By: Will Burchfield
Tom Izzo breezed his way through the first 15 minutes of his press conference following Michigan State’s blowout win over Indiana on Friday night, answering basketball questions with ease, and then the air got heavy.
Does Izzo agree with Michigan State’s decision to stand by president Lou Anna Simon amid allegations the university — and Simon specifically — mishandled the case of sexual predator Larry Nassar?
Izzo paused and took a step back from the podium. He gathered himself, momentarily tightening his suit jacket, and then spoke for a while about the courage of the many victims who came forward this week and shared their horror stories in court. The truth hurt him as a man of Michigan State.
It crushed him as a father.
“In all honesty, Nassar permanently damaged and changed the lives of so many of those people. I feel like it’s changed the lives of all of us at Michigan State, in some way shape or form. As a father, that’s difficult to even fathom,” Izzo said.
These words were heartfelt. They were meaningful. But they weren’t sufficient in answering the question at hand, the question that mattered.
Simon, according to a Detroit News report, was one of at least 14 Michigan State representatives who had knowledge of Nassar’s sexual predation and effectively allowed it to continue until he was arrested in 2016. Many have called for her to be fired.

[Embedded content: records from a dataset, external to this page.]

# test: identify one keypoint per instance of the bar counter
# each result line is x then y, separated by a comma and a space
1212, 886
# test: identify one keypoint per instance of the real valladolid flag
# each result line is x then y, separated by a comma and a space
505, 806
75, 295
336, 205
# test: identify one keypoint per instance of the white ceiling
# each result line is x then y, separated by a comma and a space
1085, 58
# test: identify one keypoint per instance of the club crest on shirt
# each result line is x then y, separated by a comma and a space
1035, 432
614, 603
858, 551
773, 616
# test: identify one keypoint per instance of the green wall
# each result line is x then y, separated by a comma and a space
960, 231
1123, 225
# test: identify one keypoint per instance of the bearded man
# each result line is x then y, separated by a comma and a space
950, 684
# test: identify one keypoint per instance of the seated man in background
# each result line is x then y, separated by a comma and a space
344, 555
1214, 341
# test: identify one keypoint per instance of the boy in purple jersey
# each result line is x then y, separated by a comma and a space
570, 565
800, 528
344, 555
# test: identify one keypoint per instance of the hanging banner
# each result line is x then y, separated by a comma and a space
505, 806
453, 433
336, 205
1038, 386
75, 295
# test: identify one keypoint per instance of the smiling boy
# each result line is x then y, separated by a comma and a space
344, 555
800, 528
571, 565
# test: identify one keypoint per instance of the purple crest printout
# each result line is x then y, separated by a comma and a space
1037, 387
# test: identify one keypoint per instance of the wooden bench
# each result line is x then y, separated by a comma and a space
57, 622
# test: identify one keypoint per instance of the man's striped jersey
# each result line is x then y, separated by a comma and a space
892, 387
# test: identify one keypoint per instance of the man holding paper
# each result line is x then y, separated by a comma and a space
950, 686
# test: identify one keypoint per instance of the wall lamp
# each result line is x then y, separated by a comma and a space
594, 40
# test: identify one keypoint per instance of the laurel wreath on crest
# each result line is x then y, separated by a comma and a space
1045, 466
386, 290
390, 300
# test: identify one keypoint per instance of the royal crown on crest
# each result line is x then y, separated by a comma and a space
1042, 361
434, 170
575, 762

Others have demanded that she resign.
But the university’s Board of Trustees cast a vote of confidence for Simon in a statement released Friday afternoon: “We continue to believe President Simon is the right leader for the university and she has our support.”
So — does Izzo agree?
“I have the utmost, the utmost faith and respect for the leadership of our president at Michigan State. That’s a women that’s dedicated over 40 years, and I’ve been here with her for 35. I think I know what she stands for,” Izzo said.
To those clamoring for a change of leadership at Michigan State, Izzo, a face of the university himself, would say this:
“There is no way I could waver on the support for my administration or my president in knowing the 35 years I’ve spent here, what she has done for this university, what she stood for. Not only athletics — it’s a small part of it — (but) for women’s groups, for different groups. I think she’s been a champion.
“I hope and pray that the survivors get through this, but I also hope that we take a serious look at what we’re doing.”
It’s unclear the extent to which Simon knew about Nassar, the former USA and MSU gymnastics doctor who molested the young girls he saw as patients. But the News reported she was part of a group of MSU staffers who “in some fashion were made aware of the girls’ complaints, but either did not act, or acted instead to protect Nassar.”
Simon, specifically, was briefed about a 2014 Title IX complaint against Nassar, but for nearly two more years allowed him to keep treating the patients referred to him by the MSU gymnastics program.
“I hope we do everything we can to make sure that this will never happen ever again not only at this institution, but any institution, to be honest with you,” Izzo said. “But it’s been a lot of sad days for me in a lot of ways.”
He paused again, this time for a long while. He looked down at the podium, his jaw tense, and then looked back up. Quietly he cleared his throat.
Izzo’s voice is always hoarse after games, but right now it had nothing to do with yelling. It had to do with despair and anguish, pride and protectiveness, and the broken beliefs of a university man and a father.
It had to do with healing.
“I’m going to try to do everything I can,” Izzo said, his voice steadying with each word, “to help the survivors and to help us grow from this, learn from it and move forward. That’s all I have to say.”